Wall Street concerns for Apple ’overly pessimistic’, Goldman says
Investing.com -- Goldman Sachs is pushing back on negative sentiment surrounding Apple ahead of its second-quarter earnings, arguing that the stock's recent underperformance reflects fears that do not match the company's underlying position.
Apple shares are down year-to-date, compared with a 2% gain in the S&P 500, weighed by concerns about smartphone gross margin pressure and potential demand destruction from surging DRAM prices.
But analyst Michael Ng said, "concerns for Apple are overly pessimistic given its much stronger relative position."
Goldman Sachs forecasts fiscal second-quarter EPS of $2.00, above the Street consensus of $1.93, with outperformance expected across iPhone revenue, Mac revenue and gross margins.
Favorable foreign exchange and strong Services revenue growth are also expected to flatter results.
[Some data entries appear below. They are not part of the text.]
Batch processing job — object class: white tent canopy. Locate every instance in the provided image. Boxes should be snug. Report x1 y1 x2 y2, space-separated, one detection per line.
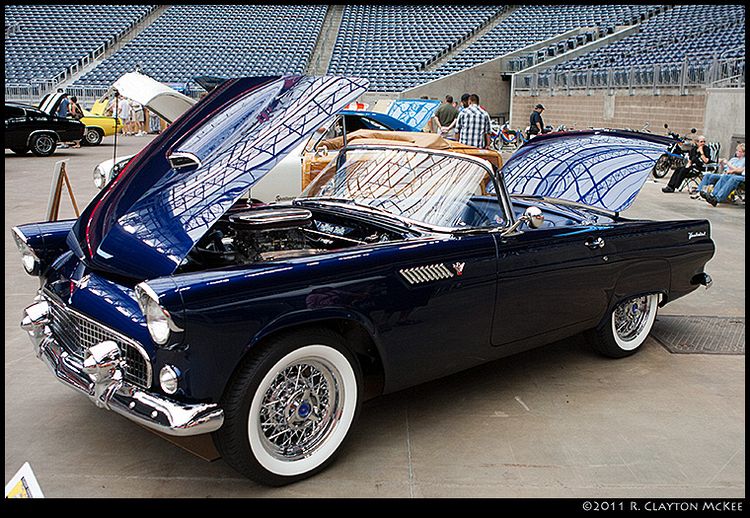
112 72 196 123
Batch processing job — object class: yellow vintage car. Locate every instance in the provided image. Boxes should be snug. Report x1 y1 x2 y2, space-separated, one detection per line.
39 92 123 146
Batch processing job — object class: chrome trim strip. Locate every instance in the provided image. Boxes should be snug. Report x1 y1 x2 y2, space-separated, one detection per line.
398 263 454 285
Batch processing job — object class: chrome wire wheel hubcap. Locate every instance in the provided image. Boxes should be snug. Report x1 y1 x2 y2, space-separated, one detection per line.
36 137 55 153
258 358 343 461
614 296 651 342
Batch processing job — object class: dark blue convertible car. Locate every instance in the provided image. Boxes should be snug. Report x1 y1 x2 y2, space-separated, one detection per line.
13 76 714 485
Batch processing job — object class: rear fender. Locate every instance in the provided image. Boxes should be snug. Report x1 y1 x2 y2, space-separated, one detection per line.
608 259 672 313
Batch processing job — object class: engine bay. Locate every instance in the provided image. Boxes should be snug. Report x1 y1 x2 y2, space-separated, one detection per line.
178 205 405 272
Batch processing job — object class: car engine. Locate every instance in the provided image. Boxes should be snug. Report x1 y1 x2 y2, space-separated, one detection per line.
178 206 404 272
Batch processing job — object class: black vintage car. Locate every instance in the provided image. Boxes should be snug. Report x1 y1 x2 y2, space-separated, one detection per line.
5 102 86 156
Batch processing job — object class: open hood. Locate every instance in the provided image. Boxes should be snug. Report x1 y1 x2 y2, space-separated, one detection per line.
39 92 65 115
502 130 673 212
386 99 440 131
112 72 196 123
68 76 367 279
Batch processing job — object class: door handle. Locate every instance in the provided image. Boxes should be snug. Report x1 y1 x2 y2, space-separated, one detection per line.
584 237 604 250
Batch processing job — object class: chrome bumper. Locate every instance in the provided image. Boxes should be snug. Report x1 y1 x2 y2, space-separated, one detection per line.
21 299 224 436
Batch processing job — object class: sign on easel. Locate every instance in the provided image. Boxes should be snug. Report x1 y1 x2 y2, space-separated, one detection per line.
5 462 44 498
47 160 80 221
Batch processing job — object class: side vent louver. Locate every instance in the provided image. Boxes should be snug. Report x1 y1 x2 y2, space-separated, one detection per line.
398 263 454 285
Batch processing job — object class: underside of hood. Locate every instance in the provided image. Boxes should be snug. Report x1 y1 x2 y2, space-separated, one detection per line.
502 130 672 212
68 76 367 279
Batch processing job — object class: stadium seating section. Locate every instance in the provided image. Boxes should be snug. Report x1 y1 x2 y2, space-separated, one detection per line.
555 5 745 75
5 4 745 92
5 4 154 84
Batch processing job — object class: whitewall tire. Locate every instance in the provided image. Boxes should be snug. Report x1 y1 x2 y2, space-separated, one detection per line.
214 329 362 486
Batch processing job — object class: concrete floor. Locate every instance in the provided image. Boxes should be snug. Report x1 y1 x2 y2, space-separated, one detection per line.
4 137 745 498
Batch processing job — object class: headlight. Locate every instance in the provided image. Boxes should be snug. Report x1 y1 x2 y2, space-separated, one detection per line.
159 365 180 394
94 165 107 189
135 282 182 345
144 299 169 345
13 227 41 276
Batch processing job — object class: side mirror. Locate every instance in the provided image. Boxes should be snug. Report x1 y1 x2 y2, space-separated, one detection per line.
521 205 544 228
502 205 544 236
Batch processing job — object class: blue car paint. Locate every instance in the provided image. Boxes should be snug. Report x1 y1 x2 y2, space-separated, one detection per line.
388 99 440 131
502 130 671 212
339 110 422 131
73 76 367 279
42 206 713 401
17 76 714 410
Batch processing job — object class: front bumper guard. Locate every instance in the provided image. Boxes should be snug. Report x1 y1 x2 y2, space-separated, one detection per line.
21 299 224 437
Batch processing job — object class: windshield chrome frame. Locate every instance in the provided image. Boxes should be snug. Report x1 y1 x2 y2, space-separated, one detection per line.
293 144 516 234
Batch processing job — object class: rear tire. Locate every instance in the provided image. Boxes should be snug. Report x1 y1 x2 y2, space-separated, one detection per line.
587 294 659 358
651 155 670 178
214 329 362 486
81 128 104 146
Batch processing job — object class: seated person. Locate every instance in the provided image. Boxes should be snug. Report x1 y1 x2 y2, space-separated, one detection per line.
661 135 711 192
698 144 745 207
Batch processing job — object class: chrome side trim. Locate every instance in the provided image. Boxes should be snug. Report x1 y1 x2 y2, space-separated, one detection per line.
398 263 454 285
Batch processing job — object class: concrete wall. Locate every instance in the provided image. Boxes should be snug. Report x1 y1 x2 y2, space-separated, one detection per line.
705 88 745 158
511 88 745 157
511 91 711 140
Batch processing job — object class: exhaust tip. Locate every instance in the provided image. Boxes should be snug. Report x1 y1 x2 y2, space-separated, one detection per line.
690 272 714 289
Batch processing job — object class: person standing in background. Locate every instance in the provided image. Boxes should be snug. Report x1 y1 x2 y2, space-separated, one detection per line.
527 104 544 138
456 94 490 149
434 95 458 138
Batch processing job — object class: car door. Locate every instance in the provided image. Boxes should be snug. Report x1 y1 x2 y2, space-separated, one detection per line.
492 225 614 346
4 105 28 148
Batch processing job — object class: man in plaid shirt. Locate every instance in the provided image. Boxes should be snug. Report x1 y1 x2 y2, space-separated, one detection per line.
456 94 490 148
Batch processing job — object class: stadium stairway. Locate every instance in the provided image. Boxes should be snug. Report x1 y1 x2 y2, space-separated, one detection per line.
306 4 344 75
425 6 518 72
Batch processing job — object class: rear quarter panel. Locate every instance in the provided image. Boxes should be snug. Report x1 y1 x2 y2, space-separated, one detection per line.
608 220 715 307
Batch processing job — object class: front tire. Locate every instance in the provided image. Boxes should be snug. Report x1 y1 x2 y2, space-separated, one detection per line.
29 133 57 156
588 294 659 358
214 329 362 486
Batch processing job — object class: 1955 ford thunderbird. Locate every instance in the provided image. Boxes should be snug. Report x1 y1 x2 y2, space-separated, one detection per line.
13 76 714 485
On Services, Goldman Sachs projects 14% year-on-year growth despite another slow App Store quarter, with iCloud+, AppleCare+, prior price increases on Apple TV+ and solid advertising performance cited as supporting drivers.
Looking ahead, the bank sees advertising inventory expansion in the App Store and Maps as further tailwinds.
Recent data points cited by Goldman Sachs include high-end smartphone outperformance flagged by TSMC on its latest earnings call, iPhone share gains in China, and reports that Apple is actively securing mobile DRAM supply while keeping pricing competitive.
The bank sees further catalysts ahead, including WWDC, where new AI Siri features are expected, and the fall iPhone lineup, which Goldman Sachs described as likely "the most innovative ever with the introduction of the iPhone Fold."